Wir sind bei uns in der Firma am überlegen, ob die Software-Entwicklung auch Zugriff bekommt auf Kundenprotokolle etc.


----------



## Oneixee5 (29. Mrz 2022)

Bei und gibt es neben Issues/Tickets jeweils auch ein Projekt-Wiki. Dieses wird u.a. dazu genutzt Anforderungen und Beschreibungen des Kunden einzustellen. Das Team des Kunden beginnt dort Anforderungen/Änderungen etc. zu formulieren. Das kann so ziemlich alles sein von einer Art Fachkonzept bis Anforderungen wie Antwortzeiten in Weboberflächen oder Verfügbarkeit. Entwickler können/sollen sich dort einbringen und auch beraten. Wir erarbeiten dann gemeinsam mit dem Kunden ein Dokument das als Ausgangspunkt für die Weiterentwicklung der Produkte gedacht ist. Daraus entstehen dann die Anforderungsdokumentationen und ggf. auch Verträge über das Kundenmanagement. - Nur mal ganz grob ...


----------



## Frichard (30. Mrz 2022)

Oneixee5 hat gesagt.:


> Bei und gibt es neben Issues/Tickets jeweils auch ein Projekt-Wiki. Dieses wird u.a. dazu genutzt Anforderungen und Beschreibungen des Kunden einzustellen. Das Team des Kunden beginnt dort Anforderungen/Änderungen etc. zu formulieren. Das kann so ziemlich alles sein von einer Art Fachkonzept bis Anforderungen wie Antwortzeiten in Weboberflächen oder Verfügbarkeit. Entwickler können/sollen sich dort einbringen und auch beraten. Wir erarbeiten dann gemeinsam mit dem Kunden ein Dokument das als Ausgangspunkt für die Weiterentwicklung der Produkte gedacht ist. Daraus entstehen dann die Anforderungsdokumentationen und ggf. auch Verträge über das Kundenmanagement. - Nur mal ganz grob ...


Danke für die ausführliche Antwort @Oneixee5 ! Ihr habt da ja schon eine gute Struktur über das Projekt-Wiki gefunden.
Schreibt ihr während des Kundentermins schon in das Projekt-Wiki rein oder dokumentiert ihr das erst einmal händisch? So wie ich dich verstehe bekommt der Kunde dann Zugang zu dem Projekt-Wiki? Welche Software nutzt ihr da?


----------



## KonradN (30. Mrz 2022)

Also bei der agilen Softwareentwicklung findet man in der Regel eine Rolle wie Product Owner. Dieser muss natürlich die Anforderungen direkt kennen und klare Aussagen treffen können zu allen Punkten.

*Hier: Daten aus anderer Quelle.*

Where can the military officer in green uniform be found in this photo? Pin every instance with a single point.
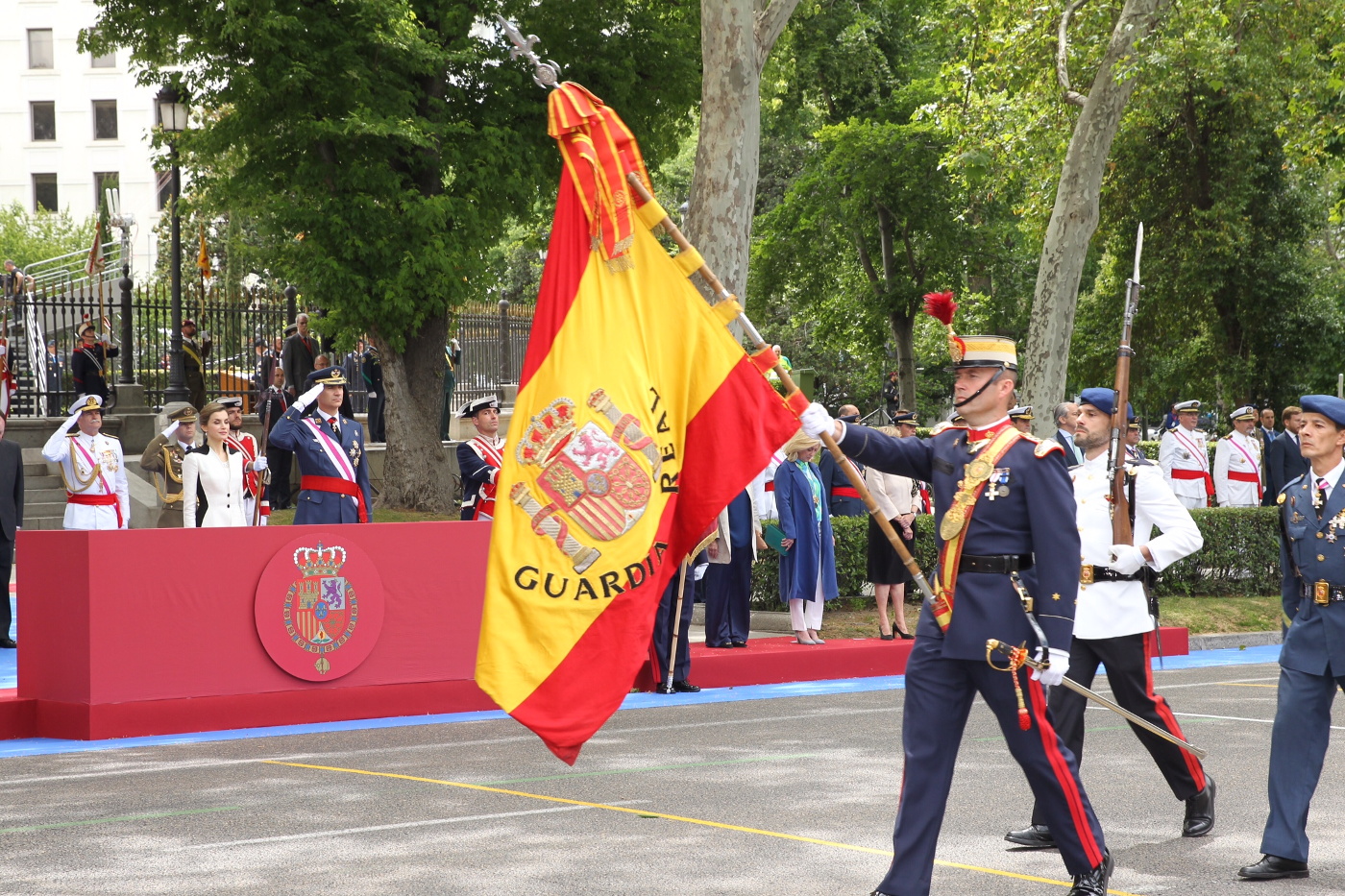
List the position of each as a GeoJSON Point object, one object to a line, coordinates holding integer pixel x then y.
{"type": "Point", "coordinates": [194, 361]}
{"type": "Point", "coordinates": [163, 460]}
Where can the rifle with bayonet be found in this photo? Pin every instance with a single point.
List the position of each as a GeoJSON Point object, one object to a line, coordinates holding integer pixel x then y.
{"type": "Point", "coordinates": [1122, 482]}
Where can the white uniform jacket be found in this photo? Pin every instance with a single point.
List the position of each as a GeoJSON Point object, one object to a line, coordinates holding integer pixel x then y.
{"type": "Point", "coordinates": [91, 466]}
{"type": "Point", "coordinates": [1115, 608]}
{"type": "Point", "coordinates": [1186, 449]}
{"type": "Point", "coordinates": [1241, 456]}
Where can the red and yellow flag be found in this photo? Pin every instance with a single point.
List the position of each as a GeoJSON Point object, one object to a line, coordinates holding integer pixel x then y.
{"type": "Point", "coordinates": [639, 417]}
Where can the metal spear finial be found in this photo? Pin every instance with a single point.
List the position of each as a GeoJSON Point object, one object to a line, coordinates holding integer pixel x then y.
{"type": "Point", "coordinates": [548, 74]}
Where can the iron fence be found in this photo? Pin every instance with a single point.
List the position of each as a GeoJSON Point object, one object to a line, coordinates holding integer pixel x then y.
{"type": "Point", "coordinates": [42, 338]}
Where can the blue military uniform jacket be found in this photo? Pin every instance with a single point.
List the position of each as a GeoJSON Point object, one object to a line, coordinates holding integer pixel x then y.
{"type": "Point", "coordinates": [1036, 517]}
{"type": "Point", "coordinates": [293, 433]}
{"type": "Point", "coordinates": [1314, 641]}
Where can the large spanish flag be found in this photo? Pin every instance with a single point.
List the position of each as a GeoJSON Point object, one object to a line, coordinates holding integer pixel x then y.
{"type": "Point", "coordinates": [639, 417]}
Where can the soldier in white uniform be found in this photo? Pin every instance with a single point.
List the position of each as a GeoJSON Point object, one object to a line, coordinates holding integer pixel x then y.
{"type": "Point", "coordinates": [1113, 619]}
{"type": "Point", "coordinates": [91, 467]}
{"type": "Point", "coordinates": [1237, 463]}
{"type": "Point", "coordinates": [1186, 460]}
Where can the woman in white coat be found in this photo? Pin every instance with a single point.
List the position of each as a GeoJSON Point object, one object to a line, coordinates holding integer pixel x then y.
{"type": "Point", "coordinates": [212, 476]}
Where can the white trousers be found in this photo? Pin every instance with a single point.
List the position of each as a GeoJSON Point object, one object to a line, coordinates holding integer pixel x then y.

Des Weiteren findet sich sowas oft auch in der Definition von Aufgaben:
- Bei User Stories ("Als xxx möchte ich yyy damit/weil ich zzzz") ist bei uns immer ein zentraler Bestandteil die Acceptance Criteria. Was muss erfüllt sein, damit die User Story als gelöst angesehen werden kann? ==> Das ist eine wictige Information für das Verständnis.
- Bei Safe wäre dies die "Definition of Ready" - Ist klar beschrieben, wass errericht werden soll?

Die agilen Prozesse, die ich bisher so kennen gerlernt habe (in besonderem Maße halt SCRUM und SAFe) haben hier aus meiner Sicht eine klare Vostellung und der Kunde ist komplett integriert.

An der Stelle evtl. auch der Hinweis auf das Agile Manifest:





						Manifest für Agile Softwareentwicklung
					

Wir erschließen bessere Wege, Software zu entwickeln, indem wir dies selbst tun und anderen dabei helfen. Dies sind unsere Werte und Prinzipien.



					agilemanifesto.org
				




Die Zusammenarbeit mit dem Kunden ist im Zentrum. Alles dreht sich um den Kunden und der Kunde steht im Mittelpunkt!
Dazu eines der 12 Prinzipien des Agilen Manifests:


> Fachexperten und Entwickler
> müssen während des Projektes
> täglich zusammenarbeiten.



Das ist halt, was das agile Arbeiten aus meiner Sicht und nach meinem Verständnis auszeichnet.


----------



## Oneixee5 (30. Mrz 2022)

Frichard hat gesagt.:


> Schreibt ihr während des Kundentermins schon in das Projekt-Wiki rein oder dokumentiert ihr das erst einmal händisch?


Ja es kann bei Kundenterminen und auch regelmäßigen Meetings in die Wikis geschrieben werden. Es gibt dafür auch so eine Art Templates in denen wichtige Abschnitte vorbereitet sind.


Frichard hat gesagt.:


> So wie ich dich verstehe bekommt der Kunde dann Zugang zu dem Projekt-Wiki?


Ja, lesend und schreibend.


Frichard hat gesagt.:


> Welche Software nutzt ihr da?


In allen älteren Projekten wird Trac eingesetzt, https://trac.edgewall.org/. Zukunftig soll aber Jira/Confluence eingesetzt werden. Einige Projekte nutzen das wohl schon, aber keins an dem ich beteiligt bin. Ich bin gerade mit den Schulungen für Jira/Confluence durch.


----------